The photo below of the building just west of the Apollo theater shows (in the 1940’s tax photo) an occupied 4-story commercial building with a few open windows and busy pedestrian traffic:
Note how Ella Fitzgerald is playing in the Apollo.
40 years later, however, in the 1980 tax photo, you can see that this commercial neighbor of the Apollo has been devastated by fire. You can literally see through the building to the back (126th Street) and the plywood hoarding (not the contemporary green Department of Buildings green) blocking access.
The Corn Exchange Sign – Brooklyn
While the Corn Exchange Bank was founded in 1853 at 67 Pearl Street in Manhattan, most Harlem residents think of the Corn Exchange building on East 125th Street:
Historically, this building looked similar, but slightly different:
The bank was an outgrowth of the old Corn Exchange, where merchants met and arranged cereal grain prices with farmers.

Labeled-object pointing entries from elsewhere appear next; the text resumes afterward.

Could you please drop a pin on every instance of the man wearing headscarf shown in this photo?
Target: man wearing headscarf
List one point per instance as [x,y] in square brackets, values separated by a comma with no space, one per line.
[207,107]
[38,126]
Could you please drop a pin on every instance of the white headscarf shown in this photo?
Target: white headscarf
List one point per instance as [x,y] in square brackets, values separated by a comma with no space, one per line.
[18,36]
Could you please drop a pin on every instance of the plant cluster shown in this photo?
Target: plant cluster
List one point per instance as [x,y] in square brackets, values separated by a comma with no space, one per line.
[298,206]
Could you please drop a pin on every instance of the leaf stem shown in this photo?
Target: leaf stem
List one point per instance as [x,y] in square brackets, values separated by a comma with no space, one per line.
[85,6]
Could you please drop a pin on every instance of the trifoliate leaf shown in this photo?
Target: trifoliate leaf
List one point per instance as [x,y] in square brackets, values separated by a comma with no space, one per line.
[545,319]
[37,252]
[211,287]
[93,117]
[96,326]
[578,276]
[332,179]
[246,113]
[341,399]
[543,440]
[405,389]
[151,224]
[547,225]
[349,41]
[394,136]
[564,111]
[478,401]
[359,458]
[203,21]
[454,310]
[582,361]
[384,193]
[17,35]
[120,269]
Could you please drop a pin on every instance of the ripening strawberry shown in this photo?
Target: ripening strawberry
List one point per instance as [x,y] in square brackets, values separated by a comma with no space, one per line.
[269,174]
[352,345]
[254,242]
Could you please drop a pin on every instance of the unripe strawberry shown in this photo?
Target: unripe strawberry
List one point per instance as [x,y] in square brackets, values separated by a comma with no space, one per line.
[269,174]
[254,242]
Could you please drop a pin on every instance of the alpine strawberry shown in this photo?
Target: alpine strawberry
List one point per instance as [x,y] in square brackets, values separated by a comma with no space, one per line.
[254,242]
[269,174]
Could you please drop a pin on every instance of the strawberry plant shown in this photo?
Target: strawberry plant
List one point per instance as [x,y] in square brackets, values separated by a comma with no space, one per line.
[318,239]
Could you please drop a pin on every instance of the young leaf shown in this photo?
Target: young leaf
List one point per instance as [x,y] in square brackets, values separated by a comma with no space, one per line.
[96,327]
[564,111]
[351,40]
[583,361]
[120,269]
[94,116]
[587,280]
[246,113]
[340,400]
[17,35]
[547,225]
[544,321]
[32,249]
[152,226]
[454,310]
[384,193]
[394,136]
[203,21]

Corn Exchange merged with many smaller banks in the late 1800s, which gave them offices across the city and into the city of Brooklyn (not yet merged into New York City). These acquisitions and other outposts enabled the Corn Exchange to inaugurate the branch banking system in New York City in 1899.
In 1907 a Flatbush Avenue branch opened and this faded ‘ghost sign’ remains in Brooklyn:
In 1954, Corn Exchange merged with Chemical Bank to form Chemical Corn Exchange Bank. When Chemical merged with New York Trust in 1959, the words “Corn Exchange” were dropped. Chase Manhattan merged with Chemical in 1995.